Christmas is a time of sharing -- and not just food or gifts, but also profound, timeless memories.
My family had a styrofoam Santa sleigh with a plump cotton Santa and nine wax reindeer. The decoration was a family heirloom, which isn't remotely true but the heirloom angle punches up the story.
The heirloom normally was set out by the Christmas tree in the living room. When I was 11 or so, I got to keep it in my bedroom. I remember lifting it up and pretending Santa was flying through the air. The sleigh had little pretend presents glued to it. And there were those nine wax reindeer.
Two nights before Christmas, I asked my best friend to come over. It was urgent, I told him. But when I showed him the Santa sleigh, he was not overjoyed or even joyed. He was hoping I had discovered a stash of Playboys, which would have explained the land speed record he broke running to my house. When he saw it was just a styrofoam Santa, his Christmas spirit was broken, and I felt foolish.
Maybe it was the lack of quality adult magazines, I don't know, but I had one of those ideas so profoundly stupid it made future mistakes seem like child's play.
I lit the family heirloom on fire.
You have questions, I know. What is a kid doing with matches? Where were his parents? Why did he want to burn down Santa of all people? Did he eventually receive the psychiatric help he obviously needed?
Hey, I wasn't trying to burn down Santa. I liked the old guy -- believed in him, you could say. I just wondered what would happen if I lit the tip of a wax reindeer antler. Just the tip.
Shockingly soon, there appeared those in the firefighting profession call "flames." I had never witnessed a fire -- especially one in my bedroom.

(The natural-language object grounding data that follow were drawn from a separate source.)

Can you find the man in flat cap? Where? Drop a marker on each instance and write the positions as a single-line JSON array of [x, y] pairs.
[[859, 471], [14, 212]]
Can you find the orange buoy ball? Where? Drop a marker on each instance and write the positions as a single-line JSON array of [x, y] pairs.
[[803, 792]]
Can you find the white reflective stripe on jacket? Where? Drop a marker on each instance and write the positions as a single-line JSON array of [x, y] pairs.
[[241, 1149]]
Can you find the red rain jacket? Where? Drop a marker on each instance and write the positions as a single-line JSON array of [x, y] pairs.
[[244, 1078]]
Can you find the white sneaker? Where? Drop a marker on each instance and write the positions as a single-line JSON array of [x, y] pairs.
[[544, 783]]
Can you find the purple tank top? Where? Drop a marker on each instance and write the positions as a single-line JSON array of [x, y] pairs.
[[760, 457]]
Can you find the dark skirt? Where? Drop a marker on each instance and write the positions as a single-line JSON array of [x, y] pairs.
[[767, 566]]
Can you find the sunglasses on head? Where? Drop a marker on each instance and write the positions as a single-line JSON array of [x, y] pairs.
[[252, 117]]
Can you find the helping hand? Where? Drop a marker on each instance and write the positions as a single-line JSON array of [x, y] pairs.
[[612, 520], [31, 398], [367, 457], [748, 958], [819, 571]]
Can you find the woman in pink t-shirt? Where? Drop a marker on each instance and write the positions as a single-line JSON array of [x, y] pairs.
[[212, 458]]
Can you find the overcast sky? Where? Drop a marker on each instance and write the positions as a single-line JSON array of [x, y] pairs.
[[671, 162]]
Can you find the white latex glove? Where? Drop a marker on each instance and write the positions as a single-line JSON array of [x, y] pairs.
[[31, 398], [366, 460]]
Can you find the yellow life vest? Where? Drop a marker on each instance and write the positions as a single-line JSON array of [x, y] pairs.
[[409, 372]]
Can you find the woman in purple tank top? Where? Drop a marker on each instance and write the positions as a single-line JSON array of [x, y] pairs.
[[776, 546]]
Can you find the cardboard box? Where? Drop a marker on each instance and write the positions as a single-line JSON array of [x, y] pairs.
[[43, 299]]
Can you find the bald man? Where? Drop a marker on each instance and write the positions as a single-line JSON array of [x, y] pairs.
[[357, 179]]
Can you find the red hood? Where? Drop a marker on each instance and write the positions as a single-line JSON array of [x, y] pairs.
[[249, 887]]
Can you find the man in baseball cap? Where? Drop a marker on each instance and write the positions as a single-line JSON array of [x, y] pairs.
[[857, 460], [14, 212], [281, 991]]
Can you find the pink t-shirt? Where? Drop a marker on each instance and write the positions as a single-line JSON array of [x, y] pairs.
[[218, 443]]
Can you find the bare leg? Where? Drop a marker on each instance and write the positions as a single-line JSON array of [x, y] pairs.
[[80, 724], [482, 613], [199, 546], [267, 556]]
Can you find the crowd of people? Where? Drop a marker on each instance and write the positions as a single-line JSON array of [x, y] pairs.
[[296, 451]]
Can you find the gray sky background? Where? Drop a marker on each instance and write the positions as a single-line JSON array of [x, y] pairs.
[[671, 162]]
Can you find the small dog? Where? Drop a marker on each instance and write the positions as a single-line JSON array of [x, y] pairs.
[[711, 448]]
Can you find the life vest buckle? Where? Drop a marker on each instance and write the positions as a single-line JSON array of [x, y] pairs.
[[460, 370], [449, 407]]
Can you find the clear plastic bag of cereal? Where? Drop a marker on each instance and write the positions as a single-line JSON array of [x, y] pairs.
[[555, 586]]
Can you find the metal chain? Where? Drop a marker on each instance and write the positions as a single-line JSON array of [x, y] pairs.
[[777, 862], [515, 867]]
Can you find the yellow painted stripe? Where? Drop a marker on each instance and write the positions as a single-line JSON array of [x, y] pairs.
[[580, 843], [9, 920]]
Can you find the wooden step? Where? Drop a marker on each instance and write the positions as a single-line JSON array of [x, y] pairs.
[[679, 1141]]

Steve and I watched in odd awe, as Santa's entire operation went up in smoke. Untested in the ways of fire, we became alarmed when the curtains caught fire.
I opened the window to let the smoke out, as Steve quietly went to the bathroom in the hall. He shuttled Dixie cups of water into the burning bedroom. We discovered Dixie cups are not optimal firefighting equipment. So, we formed a brigade and managed to douse the festive inferno. One wall had smoke damage, so I pulled an NFL poster off the other wall to cover it (thank you again, Joe Namath).
After a cooling-off period, I stowed the charred sleigh and reindeer nubs under my bed. Santa himself survived intact, probably due to a flame-retardant material long since outlawed. Sensing the night's fun had concluded, my best friend went home. The fire, if nothing else, had taken our minds off any phantom Playboys.
Alone, I had a choice:
1. Tell my parents about torching a favorite Christmas decoration and risk not getting a Spalding football from Santa.
2. Don't tell my parents.
I chose the latter for reasons best explained in No. 1.
But this Christmas season I decided to break my silence in hopes of preventing others from making the same mistakes.
Don't mess with fire, kids.
And don't ever, ever, mess with Santa.